The fresh aromas of filter coffees in steel tumblers was wonderful to my nostrils. It was coffee time at the bunglow. Mr. Dinaker , so very humble since I have known him, will ask why I flatter his place so, but I would not hesitate to call it a living museum, a bungalow is a only a modest appraisal. His very talented daughters were in conversation with me. I stared at the very tall ceilings and the ancient grandfather clock ticked omniously, calmly shoving the heavy wheels of time onwards.
I had always been in love with this place, and kept coming back to discover where my friend Disha stored our favorite comic books, or to look at pictures of the species that frequented their birdbath or maybe share a cup of filter coffee on their terrace, reminiscing on the Mysore that was. The fact was, there was always something. Always something to discover, to learn, to delight in. There was beauty to this place. The lovely pictures of the purple lilies in their little pond by my friend Aditi will vouch for that much.
That day, I was callous on their wooden swing. I drank my coffee deep and made mention of the fact that I loved looking at old letters. I wistfully talked of their charm, and not surprisingly, I was rewarded with a small tin box full of various letters, most of them of fairly antique worth: they were easily more than a hundred years old. I held each letter delicately.
I then read of world of times past. I read life, a hundred years ago. I read of plague, and I read of history. I read of love, and I read of strife. I read of utter grief, disparities and commerce. I read of economy, machines and horse races. I read counsel, decision, fear and fact. The letters were legacy, and I held each word with tenderness, with caress of a lover. Writers are a dangerous group of people, we configure emotion to paper, texture and slant of hand.
I found many a yellowing paper addressed to the great grandfather of Mr. Dinakar, then the commissioner for the princely state of Mysore, serving under the king of the time. Letters had visited the commissioner from Cambridge, London, Switzerland, Chitradoorg, Karwar and Bangalore. There were numerous hands that scribbled life stories to him, and they opened the veil to the life of a hundred years ago, voiced in first person. I lived the lives of the many, and I heard their stories and trifles, their hopes, achievements and star-struck rambles. Some wrenched my soul, some ignited my imagination and some made me muse.
The time ticked on to the pleasant ambiance of a Mysore evening.
I sifted through the papers. One letter caught my eye. Written in 1918 by one mister C Srikantaiah. It was an interesting letter. The hand was elegant, but resounded with such utter grief that I couldn’t tear my eyes off it. Each paragraph was riveting.
“I could never imagine one so noble, contented, loving, dutiful, accomplished and enthusiastic….Everything in me and around me reminds me of her every moment. Older people ask me to take courage and seek refuge in philosophy. Well, the one thing that I hate is philosophy and my education never trained me to be philosophical. I had an even career of life so far but now my mind is ruffled. Calamities—they are around us, calamities are all around the world, but such as mine, it is impossible to bear.”

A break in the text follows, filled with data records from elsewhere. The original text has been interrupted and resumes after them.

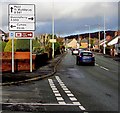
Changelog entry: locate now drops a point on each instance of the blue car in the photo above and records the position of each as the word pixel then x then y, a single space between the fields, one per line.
pixel 85 57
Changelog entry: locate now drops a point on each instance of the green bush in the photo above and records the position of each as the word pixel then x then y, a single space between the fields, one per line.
pixel 8 47
pixel 35 43
pixel 38 50
pixel 23 45
pixel 2 46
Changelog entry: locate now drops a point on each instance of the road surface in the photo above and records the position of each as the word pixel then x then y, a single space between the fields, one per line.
pixel 72 89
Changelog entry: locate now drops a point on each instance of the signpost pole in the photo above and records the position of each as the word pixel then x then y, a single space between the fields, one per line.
pixel 12 55
pixel 30 55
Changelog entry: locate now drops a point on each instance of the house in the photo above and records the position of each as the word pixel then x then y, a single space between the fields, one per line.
pixel 84 43
pixel 72 44
pixel 115 46
pixel 3 35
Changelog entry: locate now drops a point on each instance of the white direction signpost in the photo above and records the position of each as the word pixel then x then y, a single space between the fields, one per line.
pixel 21 17
pixel 22 20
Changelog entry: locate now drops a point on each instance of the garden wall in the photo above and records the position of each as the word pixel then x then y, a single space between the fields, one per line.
pixel 22 61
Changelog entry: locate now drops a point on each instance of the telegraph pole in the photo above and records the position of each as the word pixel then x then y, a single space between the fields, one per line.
pixel 53 29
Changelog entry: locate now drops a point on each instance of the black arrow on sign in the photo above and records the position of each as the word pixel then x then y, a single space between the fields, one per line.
pixel 31 18
pixel 12 26
pixel 11 9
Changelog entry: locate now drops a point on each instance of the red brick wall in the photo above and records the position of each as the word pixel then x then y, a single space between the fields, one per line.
pixel 22 61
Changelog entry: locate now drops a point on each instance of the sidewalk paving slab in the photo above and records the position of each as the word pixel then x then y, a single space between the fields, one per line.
pixel 24 76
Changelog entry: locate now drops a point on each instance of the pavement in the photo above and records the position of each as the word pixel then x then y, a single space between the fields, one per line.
pixel 45 71
pixel 116 58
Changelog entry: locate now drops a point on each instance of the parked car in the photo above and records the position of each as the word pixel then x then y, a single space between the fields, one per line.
pixel 75 51
pixel 85 57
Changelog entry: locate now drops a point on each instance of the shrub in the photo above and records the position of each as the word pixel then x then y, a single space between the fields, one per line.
pixel 2 46
pixel 8 47
pixel 23 45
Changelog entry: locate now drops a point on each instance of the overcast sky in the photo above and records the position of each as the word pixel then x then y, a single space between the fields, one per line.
pixel 70 16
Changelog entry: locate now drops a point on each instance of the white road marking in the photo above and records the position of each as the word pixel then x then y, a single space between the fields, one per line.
pixel 57 94
pixel 104 68
pixel 56 91
pixel 96 64
pixel 81 107
pixel 63 103
pixel 70 95
pixel 39 104
pixel 73 99
pixel 67 92
pixel 59 98
pixel 76 103
pixel 53 86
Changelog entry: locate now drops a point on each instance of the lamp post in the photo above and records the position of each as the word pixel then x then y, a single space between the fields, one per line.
pixel 53 29
pixel 99 36
pixel 89 36
pixel 104 52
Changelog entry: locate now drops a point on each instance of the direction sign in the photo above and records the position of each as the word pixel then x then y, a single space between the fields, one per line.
pixel 24 35
pixel 21 17
pixel 53 40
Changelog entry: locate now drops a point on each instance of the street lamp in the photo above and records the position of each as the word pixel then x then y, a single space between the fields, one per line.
pixel 99 35
pixel 89 36
pixel 104 36
pixel 53 30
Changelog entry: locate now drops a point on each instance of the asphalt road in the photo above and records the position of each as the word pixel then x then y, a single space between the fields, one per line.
pixel 72 89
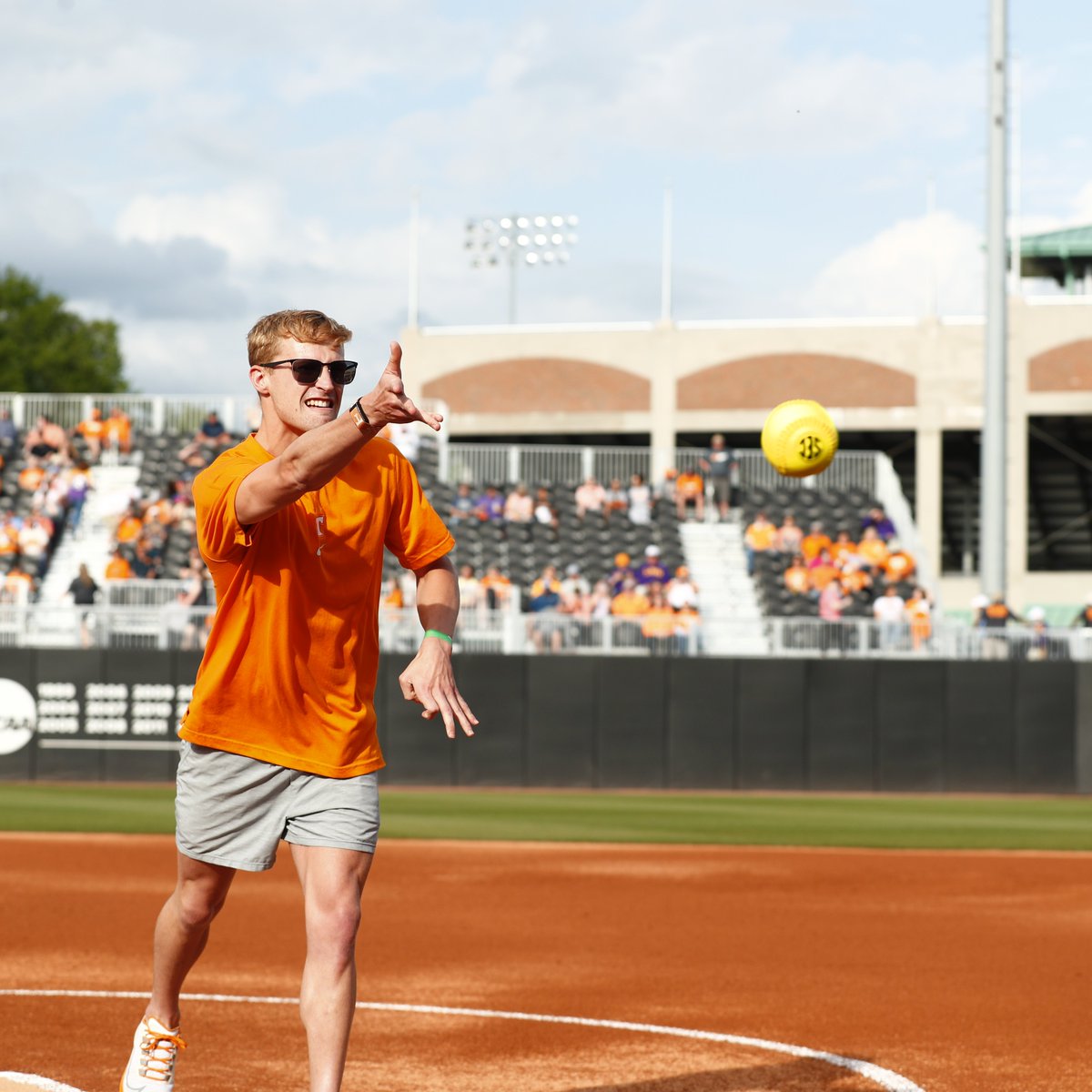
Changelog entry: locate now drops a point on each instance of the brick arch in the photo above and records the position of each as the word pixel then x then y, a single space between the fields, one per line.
pixel 1063 369
pixel 758 382
pixel 543 385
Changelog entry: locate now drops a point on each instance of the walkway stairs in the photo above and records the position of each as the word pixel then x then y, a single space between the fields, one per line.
pixel 730 610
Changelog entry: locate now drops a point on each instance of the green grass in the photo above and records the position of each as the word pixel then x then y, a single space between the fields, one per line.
pixel 943 823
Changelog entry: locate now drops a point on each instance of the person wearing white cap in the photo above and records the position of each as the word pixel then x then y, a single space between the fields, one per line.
pixel 651 571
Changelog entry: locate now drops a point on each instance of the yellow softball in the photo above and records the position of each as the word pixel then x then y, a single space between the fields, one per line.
pixel 798 438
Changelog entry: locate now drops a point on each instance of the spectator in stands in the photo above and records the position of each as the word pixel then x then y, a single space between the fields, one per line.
pixel 210 440
pixel 93 430
pixel 34 539
pixel 833 602
pixel 682 591
pixel 995 618
pixel 118 567
pixel 796 577
pixel 85 591
pixel 844 549
pixel 462 509
pixel 574 587
pixel 890 612
pixel 1084 618
pixel 519 507
pixel 920 616
pixel 855 577
pixel 652 571
pixel 591 498
pixel 759 538
pixel 823 571
pixel 544 512
pixel 616 500
pixel 9 534
pixel 878 520
pixel 490 506
pixel 497 588
pixel 691 496
pixel 130 525
pixel 118 438
pixel 719 464
pixel 640 500
pixel 872 551
pixel 545 599
pixel 19 584
pixel 628 604
pixel 79 486
pixel 9 436
pixel 621 571
pixel 790 535
pixel 659 625
pixel 470 593
pixel 46 440
pixel 814 541
pixel 665 491
pixel 898 566
pixel 145 566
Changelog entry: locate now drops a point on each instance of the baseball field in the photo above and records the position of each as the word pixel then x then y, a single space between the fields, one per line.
pixel 565 942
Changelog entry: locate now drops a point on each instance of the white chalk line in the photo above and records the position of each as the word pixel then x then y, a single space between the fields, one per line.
pixel 885 1078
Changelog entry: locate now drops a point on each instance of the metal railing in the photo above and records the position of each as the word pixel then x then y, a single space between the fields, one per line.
pixel 569 465
pixel 174 626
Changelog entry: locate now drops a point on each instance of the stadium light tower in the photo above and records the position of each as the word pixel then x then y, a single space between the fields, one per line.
pixel 519 240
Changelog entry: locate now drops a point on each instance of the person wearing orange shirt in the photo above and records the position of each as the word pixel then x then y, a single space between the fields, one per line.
pixel 691 491
pixel 118 567
pixel 762 535
pixel 814 541
pixel 844 549
pixel 93 430
pixel 796 577
pixel 278 742
pixel 822 571
pixel 872 550
pixel 898 566
pixel 118 431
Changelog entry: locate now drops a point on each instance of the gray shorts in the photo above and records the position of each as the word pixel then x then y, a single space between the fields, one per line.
pixel 234 811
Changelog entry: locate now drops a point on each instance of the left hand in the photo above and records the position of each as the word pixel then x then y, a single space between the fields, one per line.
pixel 430 682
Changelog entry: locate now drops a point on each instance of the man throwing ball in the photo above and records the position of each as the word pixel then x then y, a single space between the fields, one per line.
pixel 278 743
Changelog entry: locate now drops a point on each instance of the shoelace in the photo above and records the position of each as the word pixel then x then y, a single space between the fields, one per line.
pixel 158 1053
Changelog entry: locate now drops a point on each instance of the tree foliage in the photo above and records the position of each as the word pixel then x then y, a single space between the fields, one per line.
pixel 47 349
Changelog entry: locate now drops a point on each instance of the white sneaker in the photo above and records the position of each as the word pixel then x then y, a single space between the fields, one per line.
pixel 152 1063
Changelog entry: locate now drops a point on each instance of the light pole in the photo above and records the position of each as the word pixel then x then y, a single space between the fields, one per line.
pixel 520 240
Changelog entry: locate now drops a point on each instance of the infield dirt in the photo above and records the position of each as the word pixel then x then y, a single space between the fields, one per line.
pixel 960 971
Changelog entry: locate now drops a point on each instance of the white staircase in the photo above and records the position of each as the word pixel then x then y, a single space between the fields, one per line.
pixel 91 545
pixel 732 620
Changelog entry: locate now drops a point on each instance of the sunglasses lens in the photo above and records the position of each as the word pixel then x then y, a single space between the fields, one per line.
pixel 308 371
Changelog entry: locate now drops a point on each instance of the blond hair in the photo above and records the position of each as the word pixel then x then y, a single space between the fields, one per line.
pixel 310 328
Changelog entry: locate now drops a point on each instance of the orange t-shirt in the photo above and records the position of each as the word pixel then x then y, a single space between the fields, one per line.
pixel 689 485
pixel 118 568
pixel 288 674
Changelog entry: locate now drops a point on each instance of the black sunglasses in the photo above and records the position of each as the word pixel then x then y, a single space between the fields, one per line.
pixel 307 371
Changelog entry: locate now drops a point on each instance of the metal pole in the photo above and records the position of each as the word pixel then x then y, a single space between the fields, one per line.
pixel 992 554
pixel 414 287
pixel 665 272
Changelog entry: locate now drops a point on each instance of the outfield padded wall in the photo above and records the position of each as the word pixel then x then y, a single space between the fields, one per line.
pixel 622 722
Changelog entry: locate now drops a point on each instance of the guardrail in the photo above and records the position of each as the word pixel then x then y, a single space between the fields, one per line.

In fine ink on paper, haunting even ninety-four years after it was penned; it bought tears to my eyes. It was a touching letter, and a page was missing, but one didn’t need to scavenge for the forgotten alphabets to be able to feel the uncompromising sincerity in the emotion. The emotion had spelled itself in the personal letter and spilled itself free in every anguished paragraph.
“But false death has left its havoc incomplete, leaving me here and slaying the more sweet.”
There was poetry in his grief: a grief so intimate that it collided with me. I held the letter against the last of the light and questioned it.
This man, C Srikantiah was addressing his father-in-law upon the death of his dear wife. The letter had remained incomplete with the missing page, but I could fill in the blanks. The wife whom he loved dearly, named Thungamma had been close to everything to him. She defined his existence that much was clear. In the letter, he mourns her and emulates her, respects her and considers her forever.
His love was evident even in devastating grief. In the closing paragraphs of his crushing letter, he comes to a conclusion: to donate in the name of his beloved, his life and his purpose.
‘During her stay with me for the last four months, I had given her 300/-, I would like the above amount to be added onto yours, and the amount endowed to the Mysore University for funding a scholarship in her name.’
In Mr. Dinaker’s words,
‘CS later thought of a benevolent fund in Thungamma's name in Mysore University that had started in 1916. No idea if it was materialized. CS later went to Zurich for studies and was great friends with my grandfather. I remember seeing his body when he died in around 1965 or so. I was 7. The house was in Yadavgiri. He went to Japan also in the 1930s. There are so many items in our showcase that his daughter later gave me when I was very young. I cherish a car in particular.’
A bit of history from Mr. Dinakar helped me see with insight.
I had to stare at Mr. Srikantiah's letter. I could only imagine him, his voice-- a faint echo of a past dissolving.
His words struggled, questioned, re-questioned and asked me again:
‘How can I forget her?’
Unanswered from 9th December, 1918.
It still remains to be found what happened to Thugamma's fund for Mysore University.